At age 11, Sköld joined a playback band (where the band mimes over recorded material). Sköld’s band would play for people at school meetings with Kiss, Bowie and Sweet songs playing on a cassette player.
Sköld first rented a bass guitar at age 12, and by the time he was 13, he was playing and singing in his first real band. Sköld later met guitarist Harry Cody at a New Year’s Eve party, and they formed a creative partnership which would last for many years to come. Their dream was to go to the US to be rock stars. At age 17, after 2 years of studying Process Engineering at a boarding school, Sköld moved into his own apartment and took a factory job making military equipment. A half-year later, he was drafted into the army. He brought his bass to the base and sneaked into the shower stalls to practice after everyone went to sleep. Sköld also kept rehearsing with Cody on the weekends, and once out of the army he took on many odd jobs including library assistant, Volvo employee and as a gardener at a bathhouse.
At age 19, Sköld and Cody talked a Swedish record company into allowing them to make a record, which they could use as a demo to reach the American market. Starting off as Shylock, their determination soon paid off in the form of Kingpin.
During the early 80’s, bassist Sköld and guitarist Cody formed the glam metal band Kingpin in their native Skövde, Sweden. They were inspired by the flamboyant hard rock bands flowing out of Los Angeles at the time, as well as UK acts such as Sigue Sigue Sputnik and Zodiac Mindwarp.
The band kicked off their career with a 7″ single titled “Shout It Out” (which hit #1 in Sweden) in 1987. They then drafted vocalist Zinny J. Zan and drummer Stixx Galore a short time later. Kingpin released their only Swedish album, Welcome to Bop City, the following year, and then moved to Los Angeles.
Signed by Cliff Cultreri at Relativity Records, Kingpin changed their name to Shotgun Messiah (due to a San Francisco-based band holding the rights to the name Kingpin), remixed and re-packaged Welcome To Bop City as a self-titled album, and released it as their international debut in 1989.

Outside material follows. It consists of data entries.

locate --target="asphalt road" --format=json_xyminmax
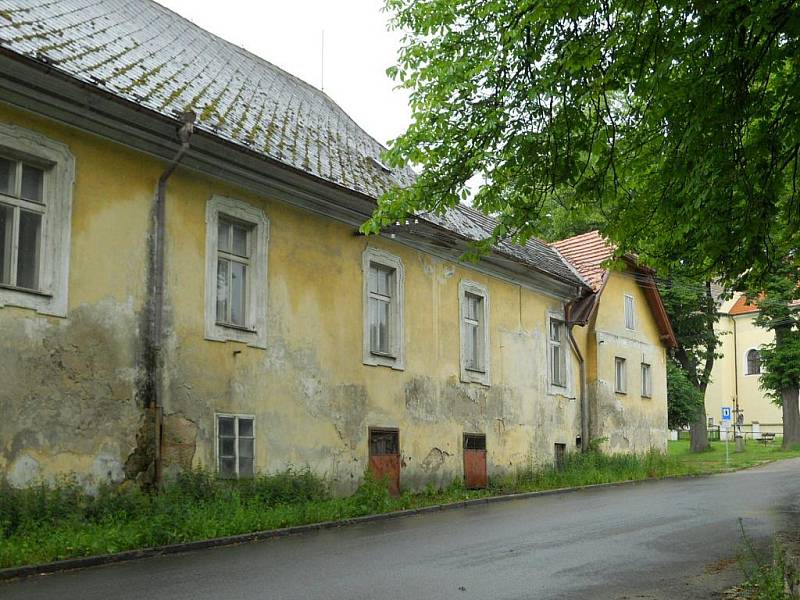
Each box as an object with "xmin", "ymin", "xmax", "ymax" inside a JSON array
[{"xmin": 4, "ymin": 458, "xmax": 800, "ymax": 600}]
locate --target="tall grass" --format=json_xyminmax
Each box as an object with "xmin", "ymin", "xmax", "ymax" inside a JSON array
[{"xmin": 0, "ymin": 448, "xmax": 692, "ymax": 569}]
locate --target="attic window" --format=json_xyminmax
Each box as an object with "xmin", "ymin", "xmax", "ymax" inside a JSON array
[{"xmin": 369, "ymin": 157, "xmax": 392, "ymax": 173}]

After having MTV smash hits such as “Don’t Care ‘Bout Nothin’” and “Shout It Out”, whilst the band was in progress of making a follow up to their debut self-titled album, Zan was let go. They hired a new bassist, Bobby Lycon, from New York City, and on Cody’s suggestion Tim Tim switched to lead vocals. At this time, Tim Tim, whose role was now frontman, went by the name Tim Skold. They released Second Coming in 1991, which was enthusiastically received by the media, and was their most successful album to date. Two singles were released from that album, “Heartbreak Blvd.” and “Living Without You”.
Shortly after, the band followed up with an E.P. entitled I Want More, which contained some punk covers along with re-recorded songs from their previous album I Want More, “Babylon” and an acoustic version of “Nobody’s Home”. Soon after this release, Shotgun Messiah were down to two original members, Sköld and Cody, seeing the departure of Stixx and Lycon.
Still under contract with Relativity Records, Sköld and Cody decided to go back to Sweden for the recording of the third Shotgun Messiah album, Violent New Breed, which leaned towards the industrial end of heavy metal. The album was released in 1993 and is now considered a cult classic due to the “before its time” incorporation of industrial influences. However, at the time of release it received mixed reviews and continued public indifference, which eventually convinced the two to end the band, leading Sköld to embark on his solo project, Skold.